Let me say right now that my blog is not going to appeal to all readers.  I am totally fine with that.  If people are looking for someplace that’s going to tell them how terrible the world is to them; what precious angels their children are and that they never, ever do any wrong; that everything bad that happens is someone else’s fault; that our kids don’t have to change and that society is wrong if it doesn’t learn to accommodate their every difficulty; or that society will always take care of their child – my blog is not the right place to find it.  There are a lot of other blogs on line that you would get a lot more out of than you would mine.

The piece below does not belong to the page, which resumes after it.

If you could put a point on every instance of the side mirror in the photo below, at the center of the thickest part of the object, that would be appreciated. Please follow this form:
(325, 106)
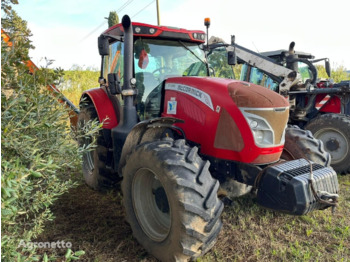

If you’re looking for a blog that talks realistically about the challenges we and our kids face; points out pitfalls to our parenting styles and ways we can improve; lets you know that you’re not alone; offers strategies other than “go sue everyone because they could fix your kid if they really tried but they just don’t want to”; and shares the experience of someone who has watched over a hundred of our kids grow up to be functional adults and has sat in more courtrooms, hospitals, education policy meetings and IEPs than she ever wanted to, then this blog may be a good fit.  Or it may not.  Anyone who has read this blog for a while knows that I’m not all sugar and rainbows.  I firmly believe in our kids’ potential and capabilities, and so I have high expectations for them and for us parents.  And while I am not always right, I am always opinionated.

Educators who want to learn how to work with our kids have a lot of resources available to them.  We parents don’t.  We have to find our information on our own.  If this blog helps you help your family, then by all means, read it and pass it on to a friend.  If it doesn’t, find one that does.  There are a lot of fantastic blogs out there that take a very different approach than mine.  Find them.

As to whether or not I’m ever at fault, the answer is a resounding yes.  Often.  There isn’t a struggle I’ve talked about on my blog that I haven’t personally been through.  There are times I should have been more aware of what was going on at my child’s school and insisted on a different placement, different teacher, or more help for him.  There are times I should have been harder on him or cut him more slack.  I’ve put him in situations he wasn’t ready for and I’ve held him back when I should have pushed him forward.  Sometimes I’ve ignored the needs of one of my children too much in order to focus on another who was in crisis.  I should have stuck out the social rejection I felt he experienced (that in retrospect I know he didn’t) in church and scouting and kept him in both programs.  I should have accepted him for who he was and enjoyed his exuberant (if slightly odd) personality much sooner instead of always trying to “fix” him.  I shouldn’t have let him climb the playground equipment that I was sure he would jump off of even though all the other kids didn’t and all the other mommies said I was being too nervous.  (He did jump, but he survived unscathed.)  I should have started him on medication sooner.  There are a lot of times I should have asked him why he did something before I assumed I knew why and disciplined him in an non-useful way.  I should have read more books and gone to more conferences and listened a lot more to some of the excellent advice I was given.  I should have let him go camping with my sister, who while not knowing much about kids with Asperger’s, is an RN and could provide almost any first aid he might have ended up needing.  I can think of a lot more, but I’m sure you all get the point.  If I felt I was perfect I would not feel the need to write this blog.

And to the mom who told me that my child obviously never had significant difficulties so I simply cannot understand what other parents are going through and that therefore my opinions are in no way valid, let me point out that my kid used to spit on people at school, too.  He didn’t spit on the teacher though; he spit on other kids.  He kicked the teacher.  He threw tantrums eight times a day, routinely escaped the classroom and had to be tracked down, threw pencils at people, hit a kid, spent eight months screaming in the classroom while we tried every therapy and made every environmental and medication change we could think of.  He threw yogurt at a girl who was trying to help him.  He licked a boy scout (on the shoulder.  I still have no idea why he did that one.)  We’ve had police helicopters out looking for him, we’ve had fire trucks come to school because of him, and we’ve spent time in the ER getting stitches.  Yeah – I think I might have a little understanding of what life’s like when someone in your house has Asperger’s.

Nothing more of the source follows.